C’est ainsi que le pape François a présenté les 5 volumes des « Écrits » (Escritos) du p. Miguel Ángel Fiorito s.j. (1916-2005), dans la Salle de la Congrégation générale de la compagnie de Jésus, vendredi 13 décembre 2019. Il a intitulé son discours : « Miguel Ángel Fiorito, maître du dialogue ».

Le pape a relevé le paradoxe de ce titre, emprunté au directeur de l’édition : Fiorito, a-t-il dit, « parlait peu, mais il avait une grande capacité d’écoute, une écoute capable de discernement, qui est un des piliers du dialogue ». Et il a ajouté que son Maître « serait d’accord sur le fait que ses écrits peuvent intéresser ceux qui accompagnent spirituellement et qui donnent les Exercices, toutes ces personnes désireuses d’une aide pratique pour guider les autres et pour proposer les Exercices avec davantage de fruit ».

Voici notre traduction de la présentation du pape François (Ie partie)

HG

Miguel Ángel Fiorito, maître de dialogue. Par le pape François.

Lorsque le père Spadaro m’a donné les cinq volumes avec les « Escritos » du Maître Fiorito – c’est ainsi que nous l’appelions familièrement, nous, jésuites argentins et uruguayens – il m’a parlé d’une possible présentation. En effet, la Civiltà Cattolica les a publiés sous la direction du p. José Luis Narvaja. J’ai eu le désir d’y participer personnellement. Je le lui ai aussitôt dit : « Et pourquoi ne pas faire faire la présentation par l’un de ses disciples ? ». Il m’a demandé : « Qui, par exemple ? ». J’ai alors répondu : « Moi ! ». Et me voici.

Dans l’introduction, José Luis approfondit la figure du père Fiorito comme « maître de dialogue ». Ce titre m’a plu parce qu’il décrit bien le Maître, soulignant un paradoxe : En effet, Fiorito parlait peu, mais il avait une grande capacité d’écoute, une écoute capable de discernement, qui est un des piliers du dialogue.
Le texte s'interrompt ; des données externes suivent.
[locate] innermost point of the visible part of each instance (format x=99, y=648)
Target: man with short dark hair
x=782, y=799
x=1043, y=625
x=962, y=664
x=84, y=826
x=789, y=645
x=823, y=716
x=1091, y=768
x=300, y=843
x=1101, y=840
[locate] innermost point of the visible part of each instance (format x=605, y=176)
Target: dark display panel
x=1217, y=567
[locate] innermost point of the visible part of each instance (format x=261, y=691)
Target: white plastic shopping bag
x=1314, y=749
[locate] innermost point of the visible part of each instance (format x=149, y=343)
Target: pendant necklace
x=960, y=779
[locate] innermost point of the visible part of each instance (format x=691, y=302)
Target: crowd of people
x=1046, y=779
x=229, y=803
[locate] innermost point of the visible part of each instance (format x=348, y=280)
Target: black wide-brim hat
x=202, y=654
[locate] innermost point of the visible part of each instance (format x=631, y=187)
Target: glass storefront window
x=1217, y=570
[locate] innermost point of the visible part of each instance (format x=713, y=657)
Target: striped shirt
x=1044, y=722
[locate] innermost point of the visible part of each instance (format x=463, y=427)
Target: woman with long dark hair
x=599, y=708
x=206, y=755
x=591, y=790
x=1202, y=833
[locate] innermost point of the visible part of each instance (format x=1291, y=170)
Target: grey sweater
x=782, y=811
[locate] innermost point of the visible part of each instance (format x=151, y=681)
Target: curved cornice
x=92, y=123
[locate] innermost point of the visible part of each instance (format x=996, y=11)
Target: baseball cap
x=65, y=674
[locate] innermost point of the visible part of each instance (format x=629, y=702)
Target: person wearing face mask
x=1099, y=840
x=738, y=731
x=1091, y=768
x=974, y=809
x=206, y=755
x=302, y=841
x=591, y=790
Je renvoie donc à cette étude préliminaire, qui traite tous les aspects du dialogue comme le pratiquait et l’enseignait le p. Fiorito : le dialogue entre le maître et les disciples dans l’esprit commun de l’École, le dialogue avec les auteurs et avec les textes, le dialogue avec l’histoire et le dialogue avec Dieu. J’exposerai deux points qui m’ont aidé à structurer cette présentation, élargissant quelques réflexions que je fais dans le Prologue contenu dans le premier volume.

Je pars d’une expression qu’emploie Fiorito dans son article intitulé « L’académie de Platon comme École idéale ». L’expression est Magister dixerit, « le Maître dirait ». Si une difficulté surgit, qui n’est pas spécifiquement prévue par ce qu’ « a dit le Maître », le bon disciple, se sentant responsable de la valeur de la doctrine qu’il a reçue et voulant la défendre, s’en sort en affirmant : « Le Maître dirait ». Tandis que je relisais divers articles, je me demandais ce que dirait le Maître dans une circonstance similaire. Non pas tant « ce qu’il dirait », en fait, mais « comment » il le dirait. Sur ce point, j’ai été inspiré par une autre chose que souligne Narvaja, à savoir que Fiorito aimait se considérer comme un commentateur, dans le sens précis du mot : quelqu’un qui « commente en co-pensant (« com-mentum ») ; c’est-à-dire en pensant avec l’(autre) auteur ».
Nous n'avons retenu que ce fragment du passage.